Madame la Ministre, Chère Agnès BUZYN,
Madame la Présidente, Chère Marie-Sophie DESSAULE,
Monsieur le Directeur Général, Cher Antoine PERRIN,
Mesdames et Messieurs les professionnels de santé et de l'accompagnement,
Mesdames, Messieurs,


Je suis heureuse d'être présente à vos côtés pour clôturer le 44ème congrès de la FEHAP.

En votre qualité d'établissements et services privés à but non lucratifs, l'accompagnement des personnes en situation de handicap est inscrit dans votre ADN. C'est votre héritage et votre conviction.

Le secteur privé « solidaire », comme vous le nommez, chère Marie-Sophie, n'est pas seulement un acteur majeur de l'accompagnement du handicap ; il en est un moteur et un inspirateur.

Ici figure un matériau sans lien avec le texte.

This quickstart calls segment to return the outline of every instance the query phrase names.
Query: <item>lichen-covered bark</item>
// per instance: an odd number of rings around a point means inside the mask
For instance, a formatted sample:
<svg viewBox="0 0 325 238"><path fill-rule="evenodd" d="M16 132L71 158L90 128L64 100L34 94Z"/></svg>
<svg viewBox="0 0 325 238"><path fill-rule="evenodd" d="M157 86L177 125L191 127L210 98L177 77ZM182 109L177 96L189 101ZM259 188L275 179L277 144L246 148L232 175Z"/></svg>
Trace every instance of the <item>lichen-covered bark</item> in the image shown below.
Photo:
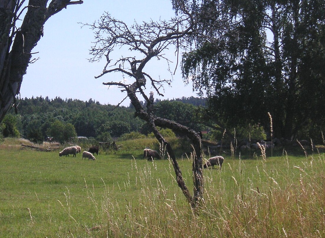
<svg viewBox="0 0 325 238"><path fill-rule="evenodd" d="M176 176L176 181L178 186L191 207L195 208L198 207L202 201L203 195L203 180L202 176L202 162L201 154L201 141L199 136L195 131L180 124L169 120L155 117L152 113L150 108L150 101L148 100L148 110L144 110L137 97L135 92L137 90L141 90L141 85L144 82L142 80L137 80L133 84L125 87L128 96L135 107L136 115L147 122L152 129L156 138L165 147L173 163L174 171ZM107 83L103 83L104 85ZM125 86L125 85L124 85ZM157 130L156 126L169 128L179 134L187 137L191 141L194 150L194 158L193 162L193 196L191 195L188 188L183 179L182 172L178 165L176 156L172 147Z"/></svg>
<svg viewBox="0 0 325 238"><path fill-rule="evenodd" d="M30 0L27 12L20 28L11 32L17 14L21 9L16 1L0 0L0 122L15 104L23 77L32 56L32 51L43 35L43 27L51 16L68 5L82 1Z"/></svg>

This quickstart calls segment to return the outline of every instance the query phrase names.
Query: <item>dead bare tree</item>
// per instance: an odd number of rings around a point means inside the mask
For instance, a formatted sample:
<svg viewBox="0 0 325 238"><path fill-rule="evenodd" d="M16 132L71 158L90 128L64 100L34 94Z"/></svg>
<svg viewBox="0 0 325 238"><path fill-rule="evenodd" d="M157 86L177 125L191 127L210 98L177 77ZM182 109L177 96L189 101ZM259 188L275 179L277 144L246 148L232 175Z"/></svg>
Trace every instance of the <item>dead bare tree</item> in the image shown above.
<svg viewBox="0 0 325 238"><path fill-rule="evenodd" d="M32 51L43 35L43 27L50 17L69 5L82 1L0 0L0 122L12 107L17 110L23 76L31 59ZM20 26L20 18L27 9Z"/></svg>
<svg viewBox="0 0 325 238"><path fill-rule="evenodd" d="M153 88L159 95L164 86L169 85L168 79L153 78L145 71L148 62L153 58L163 59L169 64L171 62L164 55L169 47L174 47L178 50L186 49L188 39L193 33L196 23L192 15L188 10L189 6L184 1L178 3L178 15L168 21L151 20L139 25L136 23L129 27L121 21L114 19L106 13L98 21L91 24L85 24L93 30L95 33L94 45L91 50L93 55L90 61L99 61L103 56L107 62L102 72L95 77L98 78L106 74L120 72L123 76L121 80L103 83L109 86L117 86L127 97L135 108L136 116L146 121L152 129L156 138L165 146L172 161L178 186L193 208L198 207L202 201L203 182L201 139L198 133L190 128L175 122L156 116L153 112L153 98L148 97L144 91L148 86ZM123 57L115 60L111 64L110 54L114 50L127 47L130 54L140 55ZM171 72L170 69L167 69ZM128 83L125 76L132 81ZM139 97L147 102L147 108L141 105ZM194 193L192 196L183 179L174 151L170 145L159 133L156 127L169 128L178 134L187 137L194 148L192 170Z"/></svg>

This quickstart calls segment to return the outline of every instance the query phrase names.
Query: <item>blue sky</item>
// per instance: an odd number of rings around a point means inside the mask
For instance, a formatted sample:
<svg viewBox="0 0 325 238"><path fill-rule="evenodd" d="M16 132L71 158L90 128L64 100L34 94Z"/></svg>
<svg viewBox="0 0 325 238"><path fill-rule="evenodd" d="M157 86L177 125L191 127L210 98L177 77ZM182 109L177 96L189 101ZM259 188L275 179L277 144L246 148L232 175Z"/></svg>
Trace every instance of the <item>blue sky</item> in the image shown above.
<svg viewBox="0 0 325 238"><path fill-rule="evenodd" d="M95 76L102 71L106 59L98 63L89 62L89 50L94 35L91 30L86 27L81 28L82 25L78 23L92 23L104 11L128 25L132 24L135 20L139 22L150 18L157 20L160 17L168 19L174 14L168 0L84 0L82 4L68 6L67 9L52 16L46 23L44 36L33 51L39 52L33 54L33 58L40 58L27 68L20 90L21 98L42 96L51 99L58 96L64 99L84 101L91 98L103 104L116 105L125 97L120 89L113 87L108 89L102 84L103 82L119 81L119 77L122 79L121 75L106 74L95 78ZM174 62L171 65L173 71L176 58L173 53L175 50L171 50L167 54ZM125 56L128 53L116 50L114 54L118 57L122 54ZM145 72L156 78L171 78L171 74L162 61L150 62L149 65L150 67L145 68ZM196 96L192 91L191 85L184 85L179 64L173 77L172 87L166 86L164 92L162 92L165 96L158 97L155 93L155 98L171 99ZM148 94L150 91L153 91L150 86L147 87L147 90ZM129 104L127 100L122 105L127 106Z"/></svg>

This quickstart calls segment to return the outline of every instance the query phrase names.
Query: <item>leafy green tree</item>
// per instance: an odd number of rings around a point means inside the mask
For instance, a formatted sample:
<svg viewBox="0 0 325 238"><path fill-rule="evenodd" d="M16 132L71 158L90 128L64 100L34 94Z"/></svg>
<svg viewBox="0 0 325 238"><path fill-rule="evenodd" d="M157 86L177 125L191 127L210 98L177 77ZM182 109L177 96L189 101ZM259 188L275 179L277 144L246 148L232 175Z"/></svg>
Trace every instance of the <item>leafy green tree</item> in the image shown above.
<svg viewBox="0 0 325 238"><path fill-rule="evenodd" d="M71 123L65 123L58 120L55 121L47 129L49 136L61 144L68 141L77 136L73 125Z"/></svg>
<svg viewBox="0 0 325 238"><path fill-rule="evenodd" d="M197 28L210 38L193 38L184 76L230 128L268 127L268 112L276 137L295 138L311 121L323 127L324 8L319 0L204 1Z"/></svg>
<svg viewBox="0 0 325 238"><path fill-rule="evenodd" d="M200 130L202 125L196 116L198 108L188 103L173 101L163 100L154 105L158 116L174 121L196 131Z"/></svg>
<svg viewBox="0 0 325 238"><path fill-rule="evenodd" d="M32 59L31 52L43 35L45 22L68 5L83 2L30 0L26 12L24 2L0 1L0 122L13 104L17 111L15 96L27 66L35 60Z"/></svg>
<svg viewBox="0 0 325 238"><path fill-rule="evenodd" d="M17 128L18 118L11 114L6 115L2 121L3 134L4 137L19 137L19 131Z"/></svg>
<svg viewBox="0 0 325 238"><path fill-rule="evenodd" d="M96 138L97 140L101 142L109 142L112 140L112 137L108 131L102 132Z"/></svg>
<svg viewBox="0 0 325 238"><path fill-rule="evenodd" d="M32 120L25 128L25 136L31 141L35 143L43 142L44 138L42 132L42 127L39 120Z"/></svg>

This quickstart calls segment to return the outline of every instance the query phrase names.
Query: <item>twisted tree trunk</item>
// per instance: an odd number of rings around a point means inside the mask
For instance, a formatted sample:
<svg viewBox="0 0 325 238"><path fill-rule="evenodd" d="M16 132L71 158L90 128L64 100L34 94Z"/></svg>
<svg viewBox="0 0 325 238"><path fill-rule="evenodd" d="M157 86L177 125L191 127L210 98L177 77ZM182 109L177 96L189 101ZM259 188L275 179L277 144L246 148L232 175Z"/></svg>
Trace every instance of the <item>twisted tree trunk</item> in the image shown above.
<svg viewBox="0 0 325 238"><path fill-rule="evenodd" d="M12 107L16 109L23 77L31 63L32 51L43 35L43 27L51 16L68 5L82 1L30 0L20 27L16 23L24 8L20 1L0 0L0 122ZM32 60L32 61L34 60Z"/></svg>

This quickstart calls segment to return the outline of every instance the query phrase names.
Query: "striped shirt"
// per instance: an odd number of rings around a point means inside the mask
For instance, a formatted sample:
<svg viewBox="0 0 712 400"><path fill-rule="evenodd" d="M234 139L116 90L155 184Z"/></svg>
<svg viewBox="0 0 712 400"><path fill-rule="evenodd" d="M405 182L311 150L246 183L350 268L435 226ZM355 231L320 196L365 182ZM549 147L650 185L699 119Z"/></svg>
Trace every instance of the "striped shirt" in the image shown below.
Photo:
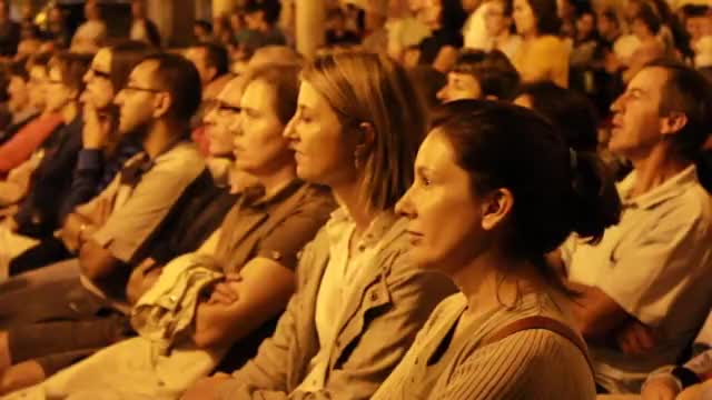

Portés par une tradition d'innovation, vos établissements et services ont l'habitude de se porter à l'avant-garde des accompagnements de demain. Profondément ancrés dans la réalité des territoires, vous co-créez les solidarités locales utiles à l'harmonie de notre société.

Votre approche de la place et du rôle des fragilités dans notre société vous a fait choisir d'inscrire ce 44ème congrès sous l'angle de « la personne actrice de son parcours à l'ère du numérique ».

C'est toute l'identité de la mission de la FEHAP qui est contenue dans le choix de ce thème.

Je remercie les organisateurs et tous les participants d'avoir consacré temps et énergie durant ce congrès à oser inventer la société de progrès dont nous avons besoin.


« La personne » : lui donner le pouvoir d'agir, protéger ses choix.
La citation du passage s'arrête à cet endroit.